I'm Brad Nicholson. I've been around, but Destructoid is where my dawgs at. You can see my work here, at MTV, at Giant Bomb or other great places around the Internet. I also run a podcast called The Electric Hydra and work out a lot in my spare time. Yeah. I keep busy.
At Gen Con I had the awesome opportunity to meet up with some of the folks at Wizards of the Coast. As many of you may recognize already, I write at a videogame-centric website called Destructoid. When I took the appointment to see the people behind Magic: The Gathering, I was a little apprehensive. I knew exactly nothing about the game. I didn’t know how it was played, what the cards looked like, or even if I could fancy up a conversation worth having.
Instead of talking about the intricacies of the game, we found ourselves talking about the biggest problem that every game faces. We talked about accessibility. Accessibility is an issue that most developers face in my industry, especially with Massively Multiplayer Online Role Playing Games (MMORPGS.) When players first boot up a popular title like Dungeons and Dragons Online, they’re introduced to a world that seems to be limitless. It’s the “fear factor.” Players are forced to ask themselves questions they really shouldn’t about how to play, what to do, or even whom to talk to. The human element in MMORPGS can serve to assuage fears, but guilds, teams, or even the culture of the game is oftentimes largely segmented.
Much like the first time you booted up Silicon Knight’s Too Human or Turbine’s Dungeons and Dragon’s Online, Magic: The Gathering can seem like a seriously daunting game.

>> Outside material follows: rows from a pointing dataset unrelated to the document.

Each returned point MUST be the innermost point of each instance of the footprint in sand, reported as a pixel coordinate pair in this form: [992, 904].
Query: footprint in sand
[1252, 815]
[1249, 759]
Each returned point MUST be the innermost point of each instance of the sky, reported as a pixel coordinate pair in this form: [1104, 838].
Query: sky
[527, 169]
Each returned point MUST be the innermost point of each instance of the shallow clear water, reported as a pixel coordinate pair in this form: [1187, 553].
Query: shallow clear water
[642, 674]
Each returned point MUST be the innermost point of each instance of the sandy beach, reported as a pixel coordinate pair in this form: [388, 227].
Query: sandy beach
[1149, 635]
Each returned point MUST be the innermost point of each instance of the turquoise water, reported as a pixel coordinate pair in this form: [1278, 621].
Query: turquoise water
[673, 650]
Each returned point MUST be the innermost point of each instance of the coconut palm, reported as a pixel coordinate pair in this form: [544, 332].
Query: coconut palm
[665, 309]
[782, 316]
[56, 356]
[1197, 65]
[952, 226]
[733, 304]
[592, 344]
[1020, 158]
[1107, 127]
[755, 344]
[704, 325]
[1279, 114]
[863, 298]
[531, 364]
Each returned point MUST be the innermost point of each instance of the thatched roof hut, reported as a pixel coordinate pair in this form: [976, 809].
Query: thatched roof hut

In fact, I’m still not sure if it isn’t daunting. My observations of Magic in action have been minimal at best. As cliché as it can be, my first real experience with the game was in the basement of my university. I had an appointment that I had to make and I nearly knocked over a table of six-to-eight people eagerly playing across from each other. They were all dressed in darker garb but possessed a look of intensity. Perhaps their intense stare was a result of me knocking over their cards, but I like to think it was the result of strategic thinking.
I remember apologizing and running to the room I needed to be in and thinking how silly the game was. It seemed like the natural thought progression for someone as trendy as I try to be. After the appointment I found myself back at their table, staring at the players again. As a videogame enthusiast I was captured by their unique choice of game. In my world of visual stimuli I was surprised to find that people still found a fantasy outlet without a TV or PC monitor.

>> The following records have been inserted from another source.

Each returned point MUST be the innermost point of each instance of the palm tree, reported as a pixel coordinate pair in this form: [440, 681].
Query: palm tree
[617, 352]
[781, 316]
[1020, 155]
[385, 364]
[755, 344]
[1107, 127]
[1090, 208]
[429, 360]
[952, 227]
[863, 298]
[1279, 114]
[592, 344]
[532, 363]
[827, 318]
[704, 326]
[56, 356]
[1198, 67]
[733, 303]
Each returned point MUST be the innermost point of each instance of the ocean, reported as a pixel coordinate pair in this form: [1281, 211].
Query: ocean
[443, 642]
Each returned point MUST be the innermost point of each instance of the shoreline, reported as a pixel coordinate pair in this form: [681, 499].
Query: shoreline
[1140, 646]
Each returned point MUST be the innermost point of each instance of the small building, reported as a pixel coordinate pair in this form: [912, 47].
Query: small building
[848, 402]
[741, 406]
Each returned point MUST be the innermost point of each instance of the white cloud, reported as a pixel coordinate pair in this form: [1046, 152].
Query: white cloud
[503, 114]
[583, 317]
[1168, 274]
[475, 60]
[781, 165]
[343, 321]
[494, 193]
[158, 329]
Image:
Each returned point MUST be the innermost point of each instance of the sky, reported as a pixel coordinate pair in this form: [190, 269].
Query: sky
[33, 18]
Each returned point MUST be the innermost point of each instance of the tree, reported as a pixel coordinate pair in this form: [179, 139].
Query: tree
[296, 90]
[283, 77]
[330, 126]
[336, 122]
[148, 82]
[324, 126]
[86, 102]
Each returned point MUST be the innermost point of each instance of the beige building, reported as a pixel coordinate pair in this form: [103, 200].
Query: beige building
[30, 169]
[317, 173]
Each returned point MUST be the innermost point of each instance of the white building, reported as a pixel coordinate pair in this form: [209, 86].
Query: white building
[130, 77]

Of course, it would be unfair for me to say that I never had an interest in learning about the game. I love all games. When I was younger and not hooked on Pitfall or Super Mario Bros., I was captivated by games in general. Essentially, I’m saying that Monopoly still holds up in my book. Why not Magic, then? I’m still not quite sure.
Regardless, the conversation at Gen Con went surprisingly well after I mentioned that I didn’t know how to play. That interest that I have in all games finally erupted into a full-fledged desire to check out Magic: The Gathering. I was told that Wizards of the Coast had trotted out a new two-player package, designed to teach the basics of the game. Last night I bit the bullet and purchased it.

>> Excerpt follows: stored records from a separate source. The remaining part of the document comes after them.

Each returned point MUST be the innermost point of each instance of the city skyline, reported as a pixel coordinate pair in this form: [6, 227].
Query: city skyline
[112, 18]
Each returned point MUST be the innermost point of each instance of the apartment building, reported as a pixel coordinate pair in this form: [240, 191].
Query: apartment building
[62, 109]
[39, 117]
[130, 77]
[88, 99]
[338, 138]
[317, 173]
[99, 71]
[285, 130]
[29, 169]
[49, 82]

From here on I’m going to begin posting about my experience with the game. How I begin to learn, where I stumble, what I think can improve and how poorly I perform. In the interest of full disclosure, my partner will be my girlfriend who is willing to try to have fun with it, but doesn’t have the same passion for games that I have. I’ll let you know how she does as well considering that I still haven’t exactly sold her on the idea yet.